Catherine Costigan

Catherine Costigan
Office: COR A170

Ph.D. 1996 (Michigan State) joined Department in 1998

Area of expertise

Clinical psychology

My research and clinical interests focus on children, youth, and their families. My goal is to enhance our understanding of the strengths that family members bring to navigating challenging circumstances and the experiences that create risk for mental health problems among family members. I also explore ways in which relationships within families affect and are affected by individual and contextual challenges. I have studied these issues among different populations, including families raising children with intellectual disabilities and families who are new to Canada.

Some of our recent research has focused on topics such as understanding the ways in which immigrant parents support the identity development of their adolescents; understanding how acculturation process influence the ability of immigrant mothers and fathers to co-parent together effectively; and identifying relationship dynamics (such as adolescents providing translation services for their immigrant parents) that affect the psychological health of youth. We are also studying ways in which differences between family members in how they acculturate to Canada influences relationship quality and mental health among adolescents and their parents. We also study these family relationships in the broader context of settlement in Canada, to understand family members’ experience of discrimination and other oppressive practices.

I am currently investigating strengths-based approaches to supporting well-being within immigrant and refugee families, including evaluating community workshops designed to build on existing family relationship strengths during the settlement process.  These workshops are designed to identify and extend resilience within immigrant and refugee families, including attention to sustaining emotional connections, fostering positive parenting approaches, and empowering families to navigate and oppose oppression. In collaboration with the Victoria Immigrant and Refugee Centre Society, I am also identifying best practices for promoting the social integration of refugee families into the local community for the mutual benefit of both the new and existing families. Both efforts include a recognition of social inequities and oppressive attitudes that create barriers for newcomer families, as well as an understanding of nuanced family dynamics across different developmental periods in the family lifecycle.

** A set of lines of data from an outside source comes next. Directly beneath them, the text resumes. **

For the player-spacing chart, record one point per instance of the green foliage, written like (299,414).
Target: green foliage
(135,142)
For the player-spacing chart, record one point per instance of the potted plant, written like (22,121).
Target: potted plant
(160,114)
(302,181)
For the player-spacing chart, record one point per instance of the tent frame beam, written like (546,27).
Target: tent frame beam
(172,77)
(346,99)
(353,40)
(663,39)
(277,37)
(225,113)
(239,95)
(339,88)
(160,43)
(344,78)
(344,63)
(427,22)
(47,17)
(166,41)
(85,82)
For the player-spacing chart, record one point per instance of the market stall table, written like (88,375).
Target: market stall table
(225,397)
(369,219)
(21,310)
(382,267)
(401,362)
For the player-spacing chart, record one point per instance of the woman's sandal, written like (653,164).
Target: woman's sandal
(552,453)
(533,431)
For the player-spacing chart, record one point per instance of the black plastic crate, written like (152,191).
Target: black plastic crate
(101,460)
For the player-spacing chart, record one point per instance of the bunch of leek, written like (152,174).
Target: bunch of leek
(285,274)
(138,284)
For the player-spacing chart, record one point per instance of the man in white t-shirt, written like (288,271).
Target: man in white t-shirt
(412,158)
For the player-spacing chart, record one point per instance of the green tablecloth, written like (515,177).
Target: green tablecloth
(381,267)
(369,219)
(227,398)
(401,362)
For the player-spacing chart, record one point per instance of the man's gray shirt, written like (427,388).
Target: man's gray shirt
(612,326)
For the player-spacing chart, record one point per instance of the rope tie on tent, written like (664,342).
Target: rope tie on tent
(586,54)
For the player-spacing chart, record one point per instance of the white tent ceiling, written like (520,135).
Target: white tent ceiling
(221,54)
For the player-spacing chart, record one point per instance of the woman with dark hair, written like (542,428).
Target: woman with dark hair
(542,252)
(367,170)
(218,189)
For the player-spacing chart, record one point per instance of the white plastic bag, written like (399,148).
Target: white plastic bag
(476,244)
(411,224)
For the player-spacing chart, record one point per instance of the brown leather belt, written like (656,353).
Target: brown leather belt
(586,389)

Finally, in a separate line of research, I am investigating community-based treatment of individuals with severe mental health conditions. This project includes understanding organizational supports to address secondary traumatic stress among the health care team. We are also investigating the impact of police officer integration on Assertive Community Treatment teams. More generally, I am interested in the intersection of mental health and law enforcement and in identifying best practices, at individual and systemic levels, for supporting vulnerable individuals in the community.



  • Family psychology
  • Immigration and acculturation
  • Mental health and mental illness
  • Well-being in the context of structural risk and oppression


Faces of UVic Research video

In this video, Catherine talks about her research on the adaptation of Chinese families after immigrating to Canada.

Recent Representative Publications

Costigan, C. L. (2022). Factors within families and their ecological contexts that shape their health and well being: A Legacy Chapter. In J.J.W. Andrews, S. R. Shaw, J. F. Domene, & C. McMorris, Editors. Mental Health Assessment, Prevention, and Intervention: Promoting Child and Youth Well-Being. Springer Nature, Switzerland. ISBN: 978-3-030-97207-3

Quan, C., Costigan, C. L., & Kobayashi, K. (2022). Ethnic and national identity development processes: The role of cultural behaviors and gender. Cultural Diversity and Ethnic Minority Psychology, 28(1), 1 - 12.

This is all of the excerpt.